Substantial losses of total body protein (TBP) can occur in chronic diseases and in aging. Such losses impact negatively on immunity and quality of life, and on growth rates in children. Direct measurements of total body nitrogen (TBN) monitor the integrated changes in TBP over time and allow comparison with normal subjects. TBN assessment via neutron capture analysis is therefore the gold-standard method of TBP estimation, so that risk factors for protein deficit can be identified and patient management optimized.
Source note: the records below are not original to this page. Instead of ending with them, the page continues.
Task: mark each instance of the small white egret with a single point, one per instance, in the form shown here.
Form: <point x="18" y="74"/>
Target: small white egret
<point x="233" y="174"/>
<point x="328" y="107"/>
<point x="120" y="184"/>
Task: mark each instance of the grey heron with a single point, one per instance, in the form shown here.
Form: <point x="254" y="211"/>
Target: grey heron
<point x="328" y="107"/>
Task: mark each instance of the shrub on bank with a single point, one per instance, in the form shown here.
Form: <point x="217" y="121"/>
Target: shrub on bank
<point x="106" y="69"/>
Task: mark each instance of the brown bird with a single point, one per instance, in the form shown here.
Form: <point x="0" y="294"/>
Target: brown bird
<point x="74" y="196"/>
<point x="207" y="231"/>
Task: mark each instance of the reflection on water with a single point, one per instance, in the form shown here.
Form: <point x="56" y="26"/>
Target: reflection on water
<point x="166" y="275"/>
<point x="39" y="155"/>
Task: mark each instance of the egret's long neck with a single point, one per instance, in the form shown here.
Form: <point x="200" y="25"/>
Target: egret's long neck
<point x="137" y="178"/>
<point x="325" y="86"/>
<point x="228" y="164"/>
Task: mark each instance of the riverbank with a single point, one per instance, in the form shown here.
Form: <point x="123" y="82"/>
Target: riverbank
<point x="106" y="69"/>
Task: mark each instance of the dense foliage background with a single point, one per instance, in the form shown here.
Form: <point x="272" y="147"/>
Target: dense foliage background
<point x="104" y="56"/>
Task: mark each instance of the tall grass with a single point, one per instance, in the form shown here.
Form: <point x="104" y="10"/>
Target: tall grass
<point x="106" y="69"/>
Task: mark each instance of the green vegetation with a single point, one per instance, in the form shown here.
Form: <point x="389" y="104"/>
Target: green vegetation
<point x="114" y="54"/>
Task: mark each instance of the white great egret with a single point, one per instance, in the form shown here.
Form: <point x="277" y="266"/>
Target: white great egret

The nitrogen index (NI) can be used to predict prognostic outcome: an NI < 0.9 is associated with substantial wasting in HIV disease, an NI < 0.8 predicts significant pathophysiology in chronic renal failure, and a low NI is predictive of neutropenia in breast-cancer patients. These findings emphasize the central importance of adequate protein stores in recovery from disease or in maintaining quality of life. Aging appears to involve a gradual loss of TBP throughout adulthood. Cross-sectional data suggest that TBP declines curvilinearly with age, such that there is an accelerated decline after 65 years of age. However, longitudinal data are scarce, and little is known about the relative loss of visceral protein, as opposed to skeletal muscle protein. More clearly-defined data are essential if the effects of aging per se are to be separated from the effects of chronic disease. A further complication is the knowledge that physical activity also declines with age. Thus sarcopenia, the loss of skeletal muscle mass, could primarily result from disuse rather than aging. The economic impact of unsuccessful aging places a pressing need for multicompartment data in longitudinal study designs.